Thanks for the post!
i actually was dig some tatics about tracking for AJAX content, basically required for a form process tracking, i then implemented virtual pageview, which allow you to see each AJAX-subpages performance.
This is also involves 301 redirects, so i guess it can also be used for goal tracking?
Thanks, I was wondering what the hashbang was for...
We tried to get AJAX content indexed when I was at a former company. We thought we had it cracked but it runed out that only some of the content was being indexed and not in any pattern we could tell.
Wish we'd had this article back then!
Seeing as how Google has been promoting Ajax for some time, I am glad to see that they have developed a way to index the content. I can't believe I didn't see this a year ago.
Here you have a similar post in Spanish https://www.bitacoradewebmaster.com/2010/01/03/propuesta-seo-ajax-google/
This is awesome, and actually answers a lot of questions I've seen surrounding the new #! urls on Twitter. Nice job Rob.
Superb post. I have seen the hashbang implemented in lots of website, but i have not noticed this one also did not think of this. Thanks for sharing this..

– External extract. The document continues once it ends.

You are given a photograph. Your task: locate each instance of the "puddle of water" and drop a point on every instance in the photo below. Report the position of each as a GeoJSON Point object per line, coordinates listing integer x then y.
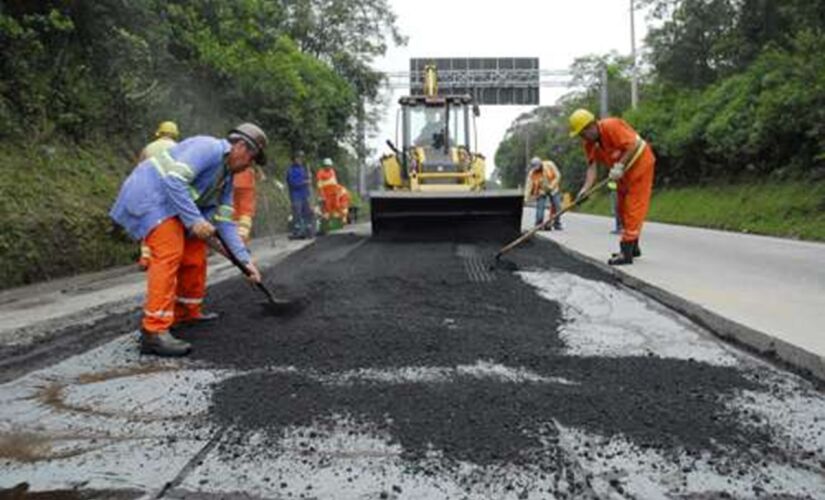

I was thinking of just catching either the IP or the browser for the common search engines and create a special page that would display all the content accessed through ajax by normal visitors to the same URL. The article will be broke into sub-sections accessed through Ajax with little to no scrolling. The website is Right2Say and plan to actively PR it starting December 2010. Would it be smart to use PHP logic to direct Google and like to a page showing all the content to the same URL?
Nice article! Thank you,
Tim
I think the guys over at Internet Marketing podcast covered this a week or two back. The way I understood it is, the page could still be indexed even without the "hashbang" but would strictly be "as is." With the '#!' you are able to tell Google you want it indexed, correct?
Pretty funny how Google FAQ addresses this.
Question: What if my app doesn't use hash fragments? Maybe it should!
=D
So here's a question:What if your content is completely crawlable but you are using ajax for seamless page transitions, (i.e. page doesn't refresh). So the site is using the hash tag # to allow users to use the back button, and to bookmark content, but really only part of the page is in AJAX. However our URLs in the browser bar are the hash values https://mysite.com/#/custom-url-string. But we also have the SEO Friendly URL we get link credit for, https://mysite.com/custom-url-string.aspx, if we start using the hashbang, https://mysite.com/#!/custom-url-string, we are then going to have a split in link efficacy.
Why can't Google\yahoo\bing just give credit to hashed url values?